Chez nous, un des problèmes dans l’éducation réside dans l’enseignement du Français. Vous avez raison de dire que la parole est importante dans le film. Le pouvoir des mots dans la communication sert d’outil pour passer à travers le deuil et la vie en général. La parole est heurtée de différentes façons. Par exemple, après l’exposé d’Alice (premier acte d’énonciation), Bachir veut diffuser cette parole (deuxième acte d’énonciation), mais la directrice s’y oppose. Donc la parole est heurtée. Elle l’est aussi chez les enfants qui ne parviennent pas à exprimer clairement leurs idées. Leur jeu rend compte de cette difficulté. Bachir les aide ensuite à utiliser et à aimer les mots sans en avoir peur. Lui n’a pas peur d’arriver avec une dictée de Balzac, pleine de mots compliqués, même si c’est au-dessus de leur niveau. Cela fait partie de l’humour du film, car pour un public québécois il est impensable qu’en sixième année des élèves lisent La Peau de chagrin. Tout au long du film, la parole est heurtée car elle demeure taboue. Elle est contenue, circonscrite et réglementée. Une demi-heure par semaine, avec une psychologue, les enfants ont le droit de parler de leurs états d’âme suite au suicide du professeur, ni plus ni moins. Avec ses propres maladresses de communication, le timide mais bienveillant Bachir libère la parole. À la fin, la fable lui permet de communiquer avec ses élèves. Et, dans la dernière scène, il leur dit au revoir dans un ultime acte d’enseignement au lieu d’expliquer platement son départ.

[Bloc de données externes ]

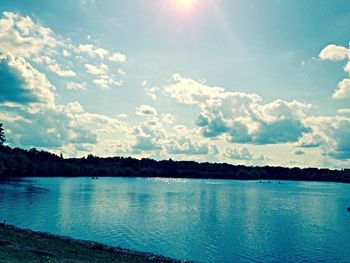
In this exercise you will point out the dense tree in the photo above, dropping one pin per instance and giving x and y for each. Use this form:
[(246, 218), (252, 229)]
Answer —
[(34, 163), (2, 135)]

Le film a beaucoup circulé en festivals, a été plusieurs fois récompensé, nommé aux Oscars. Vous avez fait beaucoup de projections-débats depuis un an. Selon les endroits où vous vous trouvez, selon les pays, les publics en retiennent-ils des choses différentes ? Quelles sont les écarts de réception ?
Pour ce film-là, ce sont les individus qui en retiennent des choses différentes. Hier j’ai parlé avec une femme qui a perdu toute sa famille : pour elle Monsieur Lazhar était clairement et uniquement un film sur le deuil et le rapport de l’enfant au deuil. Des immigrants viennent me voir et me disent : « Vous avez raconté mon histoire. » Des enseignants se lèvent et me disent : « Vous avez bien saisi la problématique de l’enseignement. » Ça, c’est arrivé partout où j’allais. Chaque individu avait sa lecture du film. Au Japon, c’était un peu différent. Pour les Japonais, l’immigration, c’est de la science-fiction. Mais ils ont été très intéressés par la problématique du deuil. Ils ont vu dans le film une espèce de métaphore de leur deuil national suite aux événements du tsunami. Ils m’ont tous dit : « l’école, c’est comme la nation, la classe, c’est comme la famille. » Soudain, j’étais devenu pour eux un expert en gestion du deuil. Ils sont très bons pour reconstruire matériellement un pays, mais pour s’exprimer et partager leurs émotions, ils ne sont pas doués du tout. Les projections au Japon ont donc constitué une expérience fascinante et très instructive. De façon générale, je pense qu’il est important pour un réalisateur de savoir s’exprimer sur ce que dit le film pendant la phase de construction, de préparation. Ensuite, c’est au spectateur que ça appartient.